Cite as: http://hdl.handle.net/21.11116/0000-0000-79EC-F
Abstract
Bioresponsive MRI contrast agents sensitive to Ca(II) fluctuations may play a critical role in development of functional molecular imaging methods to study the brain physiology or abnormalities in muscle contraction. Great challenge in their chemistry is the preparation of probes capable of inducing a strong signal variation which could be detected in a robust way. To this end, the incorporation of small molecular weight bioresponsive agents into nanocarriers can improve the overall properties in a few ways: i) the agent can be delivered into the tissue of interest, increasing the local concentration; ii) its biokinetic properties and retention time will improve; iii) the high molecular weight and size of the nanocarrier may cause additional changes in the MRI signal and raise the chances for their detection in functional experiments. In this work, we report the preparation of the new class of liposome-based, Ca-sensitive MRI agents.
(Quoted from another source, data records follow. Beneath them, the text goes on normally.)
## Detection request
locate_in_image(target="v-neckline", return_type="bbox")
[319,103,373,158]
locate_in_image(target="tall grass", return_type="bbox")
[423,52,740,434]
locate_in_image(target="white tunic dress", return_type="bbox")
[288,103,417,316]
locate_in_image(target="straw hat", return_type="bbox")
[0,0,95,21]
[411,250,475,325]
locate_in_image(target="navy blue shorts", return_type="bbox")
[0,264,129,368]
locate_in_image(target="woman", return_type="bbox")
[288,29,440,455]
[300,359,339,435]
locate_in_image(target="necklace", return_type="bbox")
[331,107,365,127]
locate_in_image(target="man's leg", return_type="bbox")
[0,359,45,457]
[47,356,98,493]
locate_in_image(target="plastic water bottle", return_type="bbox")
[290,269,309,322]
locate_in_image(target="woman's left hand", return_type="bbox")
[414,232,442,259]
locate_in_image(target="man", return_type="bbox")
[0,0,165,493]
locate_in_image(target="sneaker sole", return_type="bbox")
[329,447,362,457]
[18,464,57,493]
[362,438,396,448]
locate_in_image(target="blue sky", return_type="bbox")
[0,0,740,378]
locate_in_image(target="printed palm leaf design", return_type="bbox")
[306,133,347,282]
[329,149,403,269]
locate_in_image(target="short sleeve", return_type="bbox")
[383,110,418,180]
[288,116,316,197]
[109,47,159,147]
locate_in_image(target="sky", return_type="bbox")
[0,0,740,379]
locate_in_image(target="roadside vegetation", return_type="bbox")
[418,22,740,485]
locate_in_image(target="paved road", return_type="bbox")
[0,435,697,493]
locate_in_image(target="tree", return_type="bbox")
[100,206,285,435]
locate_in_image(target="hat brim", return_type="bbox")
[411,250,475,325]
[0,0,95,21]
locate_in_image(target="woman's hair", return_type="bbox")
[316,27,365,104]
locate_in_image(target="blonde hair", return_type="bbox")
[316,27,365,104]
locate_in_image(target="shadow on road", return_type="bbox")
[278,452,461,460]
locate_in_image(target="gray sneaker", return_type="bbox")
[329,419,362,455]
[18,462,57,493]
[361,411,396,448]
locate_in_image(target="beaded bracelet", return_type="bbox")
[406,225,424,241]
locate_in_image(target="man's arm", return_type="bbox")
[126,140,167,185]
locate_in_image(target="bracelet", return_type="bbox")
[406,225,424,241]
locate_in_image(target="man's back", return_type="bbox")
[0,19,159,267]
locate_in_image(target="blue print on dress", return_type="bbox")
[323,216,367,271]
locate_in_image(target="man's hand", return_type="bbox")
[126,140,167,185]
We synthesised a novel amphiphilic ligand which was incorporated into the liposome bilayer. A remarkable increase of ~420 in longitudinal relaxivity r1, from 7.3 mM-1s-1 to 38.1 mM-1s-1 at 25 °C and 21.5 MHz in absence and presence of Ca(II), respectively, was achieved by the most active liposomal formulation. To the best of our knowledge, this is the highest change in r1 observed for Ca-sensitive agents at physiological pH and can be explained by simultaneous Ca-triggered increase in hydration and reduction of local motion of Gd(III) complex which can be followed at low magnetic fields.